NU Online News Service, May 13, 2004, 5:45 p.m. EDT – The Internal Revenue Service has published an explanation of how the new health savings accounts will coordinate with flexible spending accounts and health reimbursement arrangements.[@@]

President Bush brought HSAs to life Dec. 8, 2003, when he signed the Medicare Prescription Drug, Improvement and Modernization Act of 2003. One MPDIMA section lets eligible taxpayers who buy high-deductible health insurance policies exclude HSA contributions from taxable income and spend HSA cash on qualified expenses without paying income taxes on the distributions.

The authors of the HSA section wanted to ensure that taxpayers would have to use cash from their HSAs or cash from their own pockets to pay for routine medical expenses, to give taxpayers a strong financial incentive to cut back on unnecessary and inefficient use of health care services.

Taxpayers are not supposed to be able to use insurance, HRAs or FSAs to eliminate the pain of paying deductibles and other out-of-pocket expenses.
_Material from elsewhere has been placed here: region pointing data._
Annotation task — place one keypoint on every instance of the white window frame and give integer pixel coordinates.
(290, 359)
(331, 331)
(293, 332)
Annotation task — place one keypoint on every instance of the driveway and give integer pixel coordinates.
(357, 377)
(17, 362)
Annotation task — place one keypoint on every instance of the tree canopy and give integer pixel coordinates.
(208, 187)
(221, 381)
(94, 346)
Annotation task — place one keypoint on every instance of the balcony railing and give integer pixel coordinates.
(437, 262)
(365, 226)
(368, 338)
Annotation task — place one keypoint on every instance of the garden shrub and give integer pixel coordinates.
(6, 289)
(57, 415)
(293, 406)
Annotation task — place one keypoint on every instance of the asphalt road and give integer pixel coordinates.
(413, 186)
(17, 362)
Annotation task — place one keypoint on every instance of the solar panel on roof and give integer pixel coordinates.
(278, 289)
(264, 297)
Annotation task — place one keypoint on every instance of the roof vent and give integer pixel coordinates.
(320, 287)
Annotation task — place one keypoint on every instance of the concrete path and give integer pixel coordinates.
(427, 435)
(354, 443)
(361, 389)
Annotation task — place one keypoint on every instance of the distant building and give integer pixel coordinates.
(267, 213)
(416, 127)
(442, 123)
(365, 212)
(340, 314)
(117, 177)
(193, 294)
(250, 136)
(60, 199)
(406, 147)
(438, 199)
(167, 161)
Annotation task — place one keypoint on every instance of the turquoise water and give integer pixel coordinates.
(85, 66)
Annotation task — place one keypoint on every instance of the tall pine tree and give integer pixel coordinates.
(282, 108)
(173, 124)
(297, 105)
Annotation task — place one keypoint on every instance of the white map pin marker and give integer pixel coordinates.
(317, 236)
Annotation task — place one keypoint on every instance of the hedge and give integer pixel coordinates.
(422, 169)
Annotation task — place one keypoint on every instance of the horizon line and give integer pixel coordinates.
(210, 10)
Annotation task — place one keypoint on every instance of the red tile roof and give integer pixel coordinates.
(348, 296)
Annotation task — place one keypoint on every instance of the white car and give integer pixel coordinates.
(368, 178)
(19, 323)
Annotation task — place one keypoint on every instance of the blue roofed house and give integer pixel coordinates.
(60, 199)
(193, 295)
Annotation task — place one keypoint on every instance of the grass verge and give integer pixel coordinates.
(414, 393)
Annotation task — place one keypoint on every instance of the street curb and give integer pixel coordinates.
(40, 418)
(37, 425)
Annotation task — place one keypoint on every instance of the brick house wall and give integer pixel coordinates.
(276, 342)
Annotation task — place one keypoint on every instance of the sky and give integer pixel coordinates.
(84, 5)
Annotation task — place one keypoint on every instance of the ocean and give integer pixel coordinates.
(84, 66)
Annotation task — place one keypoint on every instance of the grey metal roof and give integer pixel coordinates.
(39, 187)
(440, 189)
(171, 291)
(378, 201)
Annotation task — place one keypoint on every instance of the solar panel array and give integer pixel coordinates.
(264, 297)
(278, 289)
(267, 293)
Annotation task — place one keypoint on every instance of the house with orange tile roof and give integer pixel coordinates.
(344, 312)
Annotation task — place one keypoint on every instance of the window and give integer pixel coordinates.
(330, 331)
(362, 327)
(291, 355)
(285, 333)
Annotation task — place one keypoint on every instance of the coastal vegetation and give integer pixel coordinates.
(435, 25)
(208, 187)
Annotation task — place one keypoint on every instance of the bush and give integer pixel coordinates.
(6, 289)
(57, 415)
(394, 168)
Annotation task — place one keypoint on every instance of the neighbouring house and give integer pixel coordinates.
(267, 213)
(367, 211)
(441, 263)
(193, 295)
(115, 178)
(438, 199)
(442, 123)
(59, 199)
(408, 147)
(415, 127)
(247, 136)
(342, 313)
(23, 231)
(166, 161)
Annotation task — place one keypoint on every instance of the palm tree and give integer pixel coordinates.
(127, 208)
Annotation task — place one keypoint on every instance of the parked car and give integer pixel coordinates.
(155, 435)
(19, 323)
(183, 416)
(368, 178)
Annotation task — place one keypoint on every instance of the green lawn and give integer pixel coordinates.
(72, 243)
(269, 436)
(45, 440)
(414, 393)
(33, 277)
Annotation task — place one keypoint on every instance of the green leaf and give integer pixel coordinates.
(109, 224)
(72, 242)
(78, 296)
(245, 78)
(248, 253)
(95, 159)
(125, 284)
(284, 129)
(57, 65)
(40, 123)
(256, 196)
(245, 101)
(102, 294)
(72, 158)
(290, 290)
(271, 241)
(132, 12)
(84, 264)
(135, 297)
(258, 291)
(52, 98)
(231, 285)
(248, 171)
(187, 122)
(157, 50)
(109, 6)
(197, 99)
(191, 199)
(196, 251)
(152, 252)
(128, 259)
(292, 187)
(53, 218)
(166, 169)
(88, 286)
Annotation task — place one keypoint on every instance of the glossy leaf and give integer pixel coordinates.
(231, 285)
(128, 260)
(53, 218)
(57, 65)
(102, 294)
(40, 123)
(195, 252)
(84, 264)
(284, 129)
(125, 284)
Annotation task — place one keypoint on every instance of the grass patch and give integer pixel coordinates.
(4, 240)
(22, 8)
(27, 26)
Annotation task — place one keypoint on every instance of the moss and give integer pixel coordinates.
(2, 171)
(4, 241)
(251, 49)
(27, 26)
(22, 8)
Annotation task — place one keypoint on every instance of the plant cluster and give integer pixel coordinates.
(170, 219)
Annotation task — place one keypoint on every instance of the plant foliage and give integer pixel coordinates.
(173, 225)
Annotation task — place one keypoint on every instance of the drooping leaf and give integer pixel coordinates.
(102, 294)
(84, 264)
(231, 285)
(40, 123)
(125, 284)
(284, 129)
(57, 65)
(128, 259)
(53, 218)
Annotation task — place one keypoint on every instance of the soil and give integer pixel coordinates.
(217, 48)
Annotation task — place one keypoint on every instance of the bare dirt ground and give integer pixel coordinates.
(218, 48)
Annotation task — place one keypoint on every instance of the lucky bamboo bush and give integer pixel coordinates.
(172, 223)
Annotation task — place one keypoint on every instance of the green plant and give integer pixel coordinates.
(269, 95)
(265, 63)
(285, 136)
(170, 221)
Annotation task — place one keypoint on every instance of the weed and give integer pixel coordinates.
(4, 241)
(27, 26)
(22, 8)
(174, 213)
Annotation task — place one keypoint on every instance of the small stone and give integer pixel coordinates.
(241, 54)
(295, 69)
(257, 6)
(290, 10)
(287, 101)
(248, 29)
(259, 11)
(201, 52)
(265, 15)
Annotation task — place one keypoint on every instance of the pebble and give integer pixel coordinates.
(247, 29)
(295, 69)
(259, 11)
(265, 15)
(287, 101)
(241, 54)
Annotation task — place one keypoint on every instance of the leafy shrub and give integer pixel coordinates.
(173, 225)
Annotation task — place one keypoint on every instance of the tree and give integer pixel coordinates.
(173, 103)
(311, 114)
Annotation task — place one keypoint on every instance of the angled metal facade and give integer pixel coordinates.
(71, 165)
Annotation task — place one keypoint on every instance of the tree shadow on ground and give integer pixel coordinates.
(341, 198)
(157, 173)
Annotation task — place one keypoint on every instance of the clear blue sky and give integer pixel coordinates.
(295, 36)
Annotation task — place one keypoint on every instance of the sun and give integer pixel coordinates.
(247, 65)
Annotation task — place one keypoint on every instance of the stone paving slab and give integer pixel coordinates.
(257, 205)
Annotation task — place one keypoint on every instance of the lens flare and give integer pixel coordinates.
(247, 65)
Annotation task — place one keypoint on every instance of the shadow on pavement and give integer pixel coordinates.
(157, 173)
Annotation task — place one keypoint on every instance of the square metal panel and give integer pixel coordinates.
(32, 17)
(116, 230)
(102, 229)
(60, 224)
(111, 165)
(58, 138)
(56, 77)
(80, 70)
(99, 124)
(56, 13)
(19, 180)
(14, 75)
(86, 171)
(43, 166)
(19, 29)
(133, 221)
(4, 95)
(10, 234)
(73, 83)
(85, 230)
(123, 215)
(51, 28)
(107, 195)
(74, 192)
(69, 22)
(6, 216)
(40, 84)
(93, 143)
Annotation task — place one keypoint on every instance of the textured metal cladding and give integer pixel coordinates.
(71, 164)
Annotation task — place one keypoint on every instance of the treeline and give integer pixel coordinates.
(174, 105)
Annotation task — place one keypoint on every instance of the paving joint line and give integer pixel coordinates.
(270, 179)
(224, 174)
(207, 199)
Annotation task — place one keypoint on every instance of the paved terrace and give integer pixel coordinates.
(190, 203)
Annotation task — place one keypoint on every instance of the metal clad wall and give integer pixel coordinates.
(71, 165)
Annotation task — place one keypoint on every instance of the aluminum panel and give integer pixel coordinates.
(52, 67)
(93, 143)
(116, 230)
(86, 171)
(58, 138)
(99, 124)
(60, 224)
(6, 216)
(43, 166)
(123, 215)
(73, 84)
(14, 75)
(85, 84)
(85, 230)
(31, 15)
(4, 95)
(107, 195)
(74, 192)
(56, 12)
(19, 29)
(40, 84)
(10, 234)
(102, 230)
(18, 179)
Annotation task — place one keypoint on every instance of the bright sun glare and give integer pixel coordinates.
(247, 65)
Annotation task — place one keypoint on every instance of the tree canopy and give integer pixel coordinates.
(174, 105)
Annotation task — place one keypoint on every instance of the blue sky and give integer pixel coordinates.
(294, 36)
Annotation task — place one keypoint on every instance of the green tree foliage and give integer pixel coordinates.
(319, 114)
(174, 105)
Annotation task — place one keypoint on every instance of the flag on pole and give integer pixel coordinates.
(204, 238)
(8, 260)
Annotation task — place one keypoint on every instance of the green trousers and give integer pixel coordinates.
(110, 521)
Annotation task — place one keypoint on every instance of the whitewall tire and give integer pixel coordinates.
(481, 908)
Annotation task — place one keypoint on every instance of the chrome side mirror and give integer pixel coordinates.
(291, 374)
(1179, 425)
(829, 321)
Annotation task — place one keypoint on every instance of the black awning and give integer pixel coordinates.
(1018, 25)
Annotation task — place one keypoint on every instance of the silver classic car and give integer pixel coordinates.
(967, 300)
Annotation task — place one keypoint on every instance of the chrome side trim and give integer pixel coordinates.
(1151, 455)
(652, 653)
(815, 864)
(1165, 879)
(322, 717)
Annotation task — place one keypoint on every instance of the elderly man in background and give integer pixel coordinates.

But, in the new revenue ruling, Shoshanna Tanner, an IRS associate chief counsel, writes that employers that offer narrowly focused FSAs and HRAs also can offer HSAs.

Employers can combine HSAs with:

- Limited purpose FSAs and HRAs that restrict reimbursements to certain permitted benefits such as vision, dental, or preventive care benefits.

- Suspended HRAs, or HRAs that cover employees who have elected to forgo health reimbursements for the coverage period.

- Post-deductible FSAs and HRAs that provide reimbursements only after the high-deductible HSA insurance plan’s minimum annual deductible has been satisfied.

- Retirement HRAs that provide reimbursements only after an employee retires.

Tanner also writes that employees who have an HSA and an FSA or HRA can seek reimbursement from the FSA or HRA before taking HSA distributions.